Which is where we get Charley Huyck. He was a visionary, a scientist, a poet with tools, the protégé of Dr. Robold. He dreamed things that no scientist had thought of. And we are thankful for his dreaming.
The one great friend of Huyck was Professor Williams, a man from Charley's home city, who had known him even back in the days of selling papers. They had been cronies in boyhood, in their teens, and again at College. In after years, when Huyck had become the visionary, the mysterious Man of the Mountain, and Williams a great professor of astronomy, the friendship was as strong as ever.
But there was a difference between them. Williams was exact to acuteness, with not a whit of vision beyond pure science. He had been reared in the old stone-cold theory of exactness; he lived in figures. He could not understand Huyck or his reasoning. Perfectly willing to follow as far as facts permitted he refused to step off into speculation.
Which was the point between them. Charley Huyck had vision; although exact as any man, he had ever one part of his mind soaring out into speculation. What is, and what might be, and the gulf between. To bridge the gulf was the life work of Charley Huyck.
In the snug little office in Arizona we find them; Charley with his feet poised on the desk and Williams precise and punctilious, true to his training, defending the
exactness of his philosophy. It was the cool of the evening; the sun was just mellowing the heat of the desert. Through the open door and windows a cool wind was blowing. Charley was smoking; the same old pipe had been the bane of Williams's life at college.

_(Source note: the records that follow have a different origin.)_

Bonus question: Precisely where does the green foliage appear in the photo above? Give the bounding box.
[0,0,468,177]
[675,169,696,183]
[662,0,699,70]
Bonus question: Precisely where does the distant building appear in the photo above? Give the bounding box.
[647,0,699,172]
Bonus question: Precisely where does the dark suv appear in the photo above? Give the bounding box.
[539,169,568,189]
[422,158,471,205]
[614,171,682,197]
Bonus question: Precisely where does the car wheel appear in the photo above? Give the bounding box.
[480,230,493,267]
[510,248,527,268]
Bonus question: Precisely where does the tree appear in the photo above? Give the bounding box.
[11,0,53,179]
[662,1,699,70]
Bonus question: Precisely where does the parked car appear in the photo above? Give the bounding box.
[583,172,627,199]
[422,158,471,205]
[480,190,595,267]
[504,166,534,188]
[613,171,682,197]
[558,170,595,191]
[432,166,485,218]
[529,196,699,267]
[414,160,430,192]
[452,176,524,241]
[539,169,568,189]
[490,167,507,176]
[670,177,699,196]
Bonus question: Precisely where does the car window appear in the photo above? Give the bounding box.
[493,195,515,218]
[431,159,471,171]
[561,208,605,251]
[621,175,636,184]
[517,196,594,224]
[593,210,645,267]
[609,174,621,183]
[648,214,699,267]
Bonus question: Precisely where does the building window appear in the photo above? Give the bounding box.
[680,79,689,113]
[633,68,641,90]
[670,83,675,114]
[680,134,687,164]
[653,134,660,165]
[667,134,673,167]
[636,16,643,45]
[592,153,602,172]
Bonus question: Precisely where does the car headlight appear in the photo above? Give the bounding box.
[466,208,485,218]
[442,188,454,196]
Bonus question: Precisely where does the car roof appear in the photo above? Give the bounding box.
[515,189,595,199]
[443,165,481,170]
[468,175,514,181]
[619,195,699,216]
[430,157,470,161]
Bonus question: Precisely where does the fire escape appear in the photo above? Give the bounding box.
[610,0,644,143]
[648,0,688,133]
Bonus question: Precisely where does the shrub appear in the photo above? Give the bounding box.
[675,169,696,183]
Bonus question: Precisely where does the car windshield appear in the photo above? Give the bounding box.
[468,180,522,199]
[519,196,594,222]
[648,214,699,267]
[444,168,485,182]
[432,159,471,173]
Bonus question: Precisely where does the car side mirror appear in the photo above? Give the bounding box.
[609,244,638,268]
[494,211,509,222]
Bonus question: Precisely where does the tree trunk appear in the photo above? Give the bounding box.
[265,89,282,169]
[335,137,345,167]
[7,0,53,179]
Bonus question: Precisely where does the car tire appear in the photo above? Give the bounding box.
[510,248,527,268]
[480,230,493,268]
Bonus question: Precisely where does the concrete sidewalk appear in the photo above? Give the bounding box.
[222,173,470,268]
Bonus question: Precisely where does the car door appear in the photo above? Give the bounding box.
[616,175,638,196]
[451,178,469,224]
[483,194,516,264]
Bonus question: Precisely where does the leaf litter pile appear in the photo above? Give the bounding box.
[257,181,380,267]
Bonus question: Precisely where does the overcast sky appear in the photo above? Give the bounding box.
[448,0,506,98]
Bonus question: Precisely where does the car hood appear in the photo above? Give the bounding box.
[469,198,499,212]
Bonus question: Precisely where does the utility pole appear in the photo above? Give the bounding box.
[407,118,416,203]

"Then we know?" he was asking.
"Yes," spoke the professor, "what we know, Charley, we know; though of course it is not much. It is very hard, nay impossible, to deny figures. We have not only the proofs of geology but of astronomical calculation, we have facts and figures plus our sidereal relations all about us.
"The world must come to an end. It is a hard thing to say it, but it is a fact of science. Slowly, inevitably, ruthlessly, the end will come. A mere question of arithmetic."
Huyck nodded. It was his special function in life to differ with his former roommate. He had come down from his own mountain in Colorado just for the delight of difference.
"I see. Your old calculations of tidal retardation. Or if that doesn't work the loss of oxygen and the water."
"Either one or the other; a matter of figures; the earth is being drawn every day by the sun: its rotation is slowing up; when the time comes it will act to the sun in exactly the same manner as the moon acts to the earth to-day."
"I understand. It will be a case of eternal night for one side of the earth, and eternal day for the other. A case of burn up or freeze up."
"Exactly. Or if it doesn't reach to that, the water gas will gradually lose out into sidereal space and we will go to desert. Merely a question of the old dynamical theory of gases; of the molecules to be in motion, to be forever colliding and shooting out into variance.
"Each minute, each hour, each day we are losing part of our atmospheric envelope. In course of time it will all be gone; when it is we shall be all desert. For intance, take a look outside. This is Arizona. Once it was the bottom of a deep blue sea. Why deny when we can already behold the beginning."